I council that this is absolutely the wrong method. The best method is to meet the most hateful with love and give them the best damned work that can be created, make it with all the love and care you can put into it. Why would I want to sabotage my own work? Isn't it better to maintain ones professional and personal morals? Doesn't the right claims that the 'godless' have no morals? Aren't we giving into the haters by becoming haters ourselves?
But there is also no reason to silently do the work and bite the bullet. My work may be done with love, but my voice can also be raised against the hate. I have no objections to shouting as loud as I can against extremism. In fact my own personal moral code insists that I do not let it "just pass" and move on. My code suggests that this is an opportunity to perhaps teach the haters something about love and acceptance of all even when you are hated back. What we miss when we hate, is the true opportunity to teach and change minds.
We as creatives are also teachers. We have an opportunity here that we are passing up if we just snarl at the haters and refuse to do any work for them. If we meet hate with hate we are just like them and I refuse to stoop to that level.
So if the time comes that I have to make a decision like this, regardless of whether I am creating with or without a business licence, I will do my best work, but I will also make it very publicly known how I feel about the extremists I am working for. As the christians say "hate the sin, not the sinner". I will speak out and I will make it known how odious their views might be and how it may hurt others.
Consider for a moment, if an extremist couple came to me and asked me to photograph their wedding. "Oh Grey, your the best photographer out there, please do our wedding." I could say "no way in hell". Or I could say, "I'd love to" and where my best gay pride shirt to the shoot. Hell I could die my hair like a rainbow if I wished. Unless that couple gave me a strict dress code, as long as I am not disrupting the wedding, I'll wear anything I please.

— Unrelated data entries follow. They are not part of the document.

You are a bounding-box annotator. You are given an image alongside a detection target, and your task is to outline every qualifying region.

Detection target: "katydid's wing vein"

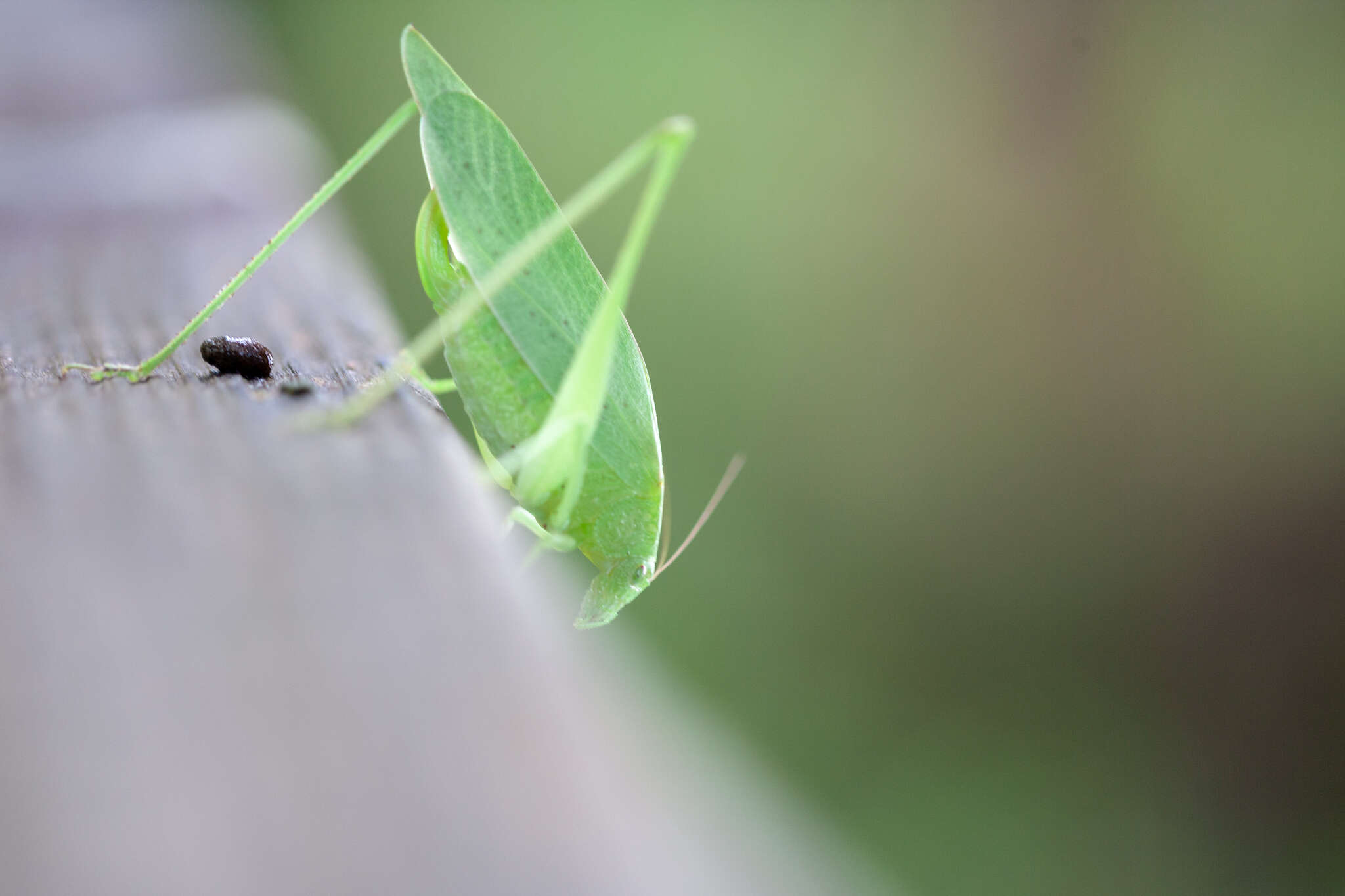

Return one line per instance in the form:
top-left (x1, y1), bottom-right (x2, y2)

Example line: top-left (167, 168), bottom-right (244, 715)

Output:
top-left (421, 91), bottom-right (657, 492)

Another example, someone wants to commission me to create a specific work of art for them. This person hates muslims. So unless they specify in a contract to keep all muslim art out of the the commission, then whats to stop me from placing a muslim prayer on the backside of the art? Sure they may cover it over, but I absolutely guarantee that they will get the message.
The point is to "think" not just react to hate. You can do a great job with anything and still get your message across. It may seem childish to some, or silly, but is the alternative of saying "no" really going to get us anywhere?
The time has come to use logic in this battle, not hate. The time has come for us all to grow up.